Making RCSlice and DIP74 work with const and immutable
via Digitalmars-d
digitalmars-d at puremagic.com
Sun Mar 1 05:43:44 PST 2015
On Sunday, 1 March 2015 at 06:42:02 UTC, H. S. Teoh wrote:
> On Sun, Mar 01, 2015 at 12:53:24PM +1000, Manu via
> Digitalmars-d wrote:
>> On 1 March 2015 at 12:48, Andrei Alexandrescu via Digitalmars-d
>> <digitalmars-d at puremagic.com> wrote:
>> > On 2/28/15 6:33 PM, Manu via Digitalmars-d wrote:
>> >>
>> >> one of the biggest recurring
>> >> complaints relating to the D type system
>> >
>> >
>> > That didn't get talked about in I don't remember. -- Andrei
>>
>> So, what's the solution?
>> I've never complained about it, but I still have this problem
>> regularly. The solution in my experience is; 'everything is
>> always
>> mutable'.
>
> I ran into the same problem, and as a result I hardly ever make
> use of
> D's const system.
>
> One possible solution that occurred to me, though, is to
> introduce a
> kind of "logical const" template that constructs a
> partially-const type,
> with the "logical data" parts const/immutable/etc., but the
> "metadata"
> parts mutable.
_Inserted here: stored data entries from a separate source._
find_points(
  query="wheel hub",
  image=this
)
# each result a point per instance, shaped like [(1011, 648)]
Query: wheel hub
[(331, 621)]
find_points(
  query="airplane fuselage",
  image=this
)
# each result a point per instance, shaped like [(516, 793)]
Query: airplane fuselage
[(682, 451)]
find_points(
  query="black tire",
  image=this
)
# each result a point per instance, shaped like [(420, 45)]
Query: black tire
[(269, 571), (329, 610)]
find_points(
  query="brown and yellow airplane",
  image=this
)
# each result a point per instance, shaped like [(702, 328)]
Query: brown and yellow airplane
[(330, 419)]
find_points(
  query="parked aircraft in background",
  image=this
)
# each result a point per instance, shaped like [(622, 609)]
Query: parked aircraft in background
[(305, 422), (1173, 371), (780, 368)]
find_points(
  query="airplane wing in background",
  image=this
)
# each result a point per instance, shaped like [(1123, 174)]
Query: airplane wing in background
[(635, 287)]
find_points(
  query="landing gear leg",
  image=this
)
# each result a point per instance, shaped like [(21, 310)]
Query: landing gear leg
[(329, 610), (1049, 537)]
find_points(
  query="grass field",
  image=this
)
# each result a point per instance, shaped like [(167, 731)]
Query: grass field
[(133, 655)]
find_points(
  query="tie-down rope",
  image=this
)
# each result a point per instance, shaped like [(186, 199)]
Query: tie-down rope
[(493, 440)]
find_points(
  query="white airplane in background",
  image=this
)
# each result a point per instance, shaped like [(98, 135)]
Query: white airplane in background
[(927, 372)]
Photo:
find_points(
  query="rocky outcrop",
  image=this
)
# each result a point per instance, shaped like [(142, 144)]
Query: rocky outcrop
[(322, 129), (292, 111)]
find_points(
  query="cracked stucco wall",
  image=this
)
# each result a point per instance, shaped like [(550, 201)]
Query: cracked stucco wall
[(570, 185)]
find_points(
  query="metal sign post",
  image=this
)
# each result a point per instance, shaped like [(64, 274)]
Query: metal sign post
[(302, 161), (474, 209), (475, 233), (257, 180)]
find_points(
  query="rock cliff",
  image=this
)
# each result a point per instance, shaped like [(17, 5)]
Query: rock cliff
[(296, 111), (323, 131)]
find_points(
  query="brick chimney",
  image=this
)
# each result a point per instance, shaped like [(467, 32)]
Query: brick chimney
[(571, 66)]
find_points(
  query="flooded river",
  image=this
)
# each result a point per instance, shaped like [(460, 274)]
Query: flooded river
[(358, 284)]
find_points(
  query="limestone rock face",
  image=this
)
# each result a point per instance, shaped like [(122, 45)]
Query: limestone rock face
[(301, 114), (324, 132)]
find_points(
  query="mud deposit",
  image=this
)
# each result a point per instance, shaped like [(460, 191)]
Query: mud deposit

User-defined attributes could be used for this
> purpose:
>
> struct Metadata {}
>
> class MyClass {
> int field; // regular data field
> @Metadata int fieldCache; // metadata
> ...
> }
>
> template Const(T) {
> class Const {
> const {
> // insert stuff not marked with
> // @Metadata here
> }
> // insert stuff marked with @Metadata here
> }
> }
>
> So then Const!MyClass is a modified version of MyClass where
> the data
> fields are const (similarly, we can define Immutable for the
> analogous
> purpose) but the fields marked as metadata will remain mutable.
>
> Of course, this is just a crude first stab at the problem; I'm
> sure
> there's plenty of room for refinement to make it more usable,
> and to
> address some obvious roadblocks, like how to make MyClass
> implicitly
> convertible to Const!MyClass, etc.. But it seems likely that D's
> template machinery can actually express this in a way that does
> not
> violate the guarantee of physical const.
You still cannot access it through a const reference, though.